RavenDB Compared to Known NoSQL Built-in Full-text Search Databases
The main differences and what makes RavenDB hard to beat.
RavenDB is a NoSQL database with built-in full-text search functionality – both on the cloud, and on-premise – at no extra cost. That sounds great, but how does it compare to other database systems on the market? We need some context. Let’s start with a quick recap of how full-text search works.
Table of contents
Full-Text Search in a Nutshell
In order to achieve the lightning-fast search speeds we’ve come to expect from modern search engines, we need to use indexes. Indexes in databases are similar to those in the back of books: ordered lists of terms from the text with references to each occurrence of those terms.
What appears in an index is determined by the analyzer used to create it. An analyzer is a piece of code that breaks text strings into tokens, and those tokens become the terms listed in the index. The exact process depends on the analyzer used, and different analyzers will be more appropriate for different types of data.

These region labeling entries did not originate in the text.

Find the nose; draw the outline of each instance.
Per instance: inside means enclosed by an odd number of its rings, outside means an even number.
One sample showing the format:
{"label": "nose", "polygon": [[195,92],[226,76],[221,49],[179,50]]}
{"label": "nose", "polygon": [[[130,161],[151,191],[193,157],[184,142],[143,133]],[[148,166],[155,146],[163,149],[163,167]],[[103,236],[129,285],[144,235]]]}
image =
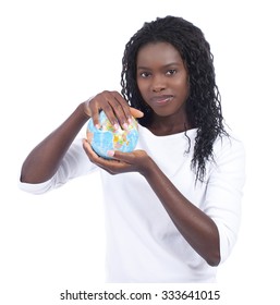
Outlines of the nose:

For a large amount of data, it’s much quicker to search an index for a term than to scan through the entire data set. There are other advantages to having terms organized in an index, such as being able to see the number of occurrences of a term or find similar terms nearby. This information can be used to implement features like relevancy ranking and suggestions.
The Small World of Database Search Engines
Database systems, and the search engines they use, generally don’t reinvent the wheel when it comes to full-text search. Instead, they build on an existing library like Lucene.
Lucene is a “library providing powerful indexing and search features, as well as spellchecking, hit highlighting and advanced analysis/tokenization capabilities.”
It’s fast, efficient, and feature-rich. It’s also open-source and free to download.
Lucene powers search for big-name companies like Twitter and LinkedIn, and search engines like Elasticsearch and Solr. There are alternatives to Lucene, but it’s currently the industry standard for full-text search libraries, and the most commonly used.
Full-Text Search Implementation in Databases
When it comes to implementing full-text search in databases, there are a few different approaches:
The simplest is to not do it at all. Many simpler database systems only offer basic search functionality, i.e. no full-text indexing; only the ability to scan text for a string value. These searches are slow, limited, and do nothing to ensure results are relevant.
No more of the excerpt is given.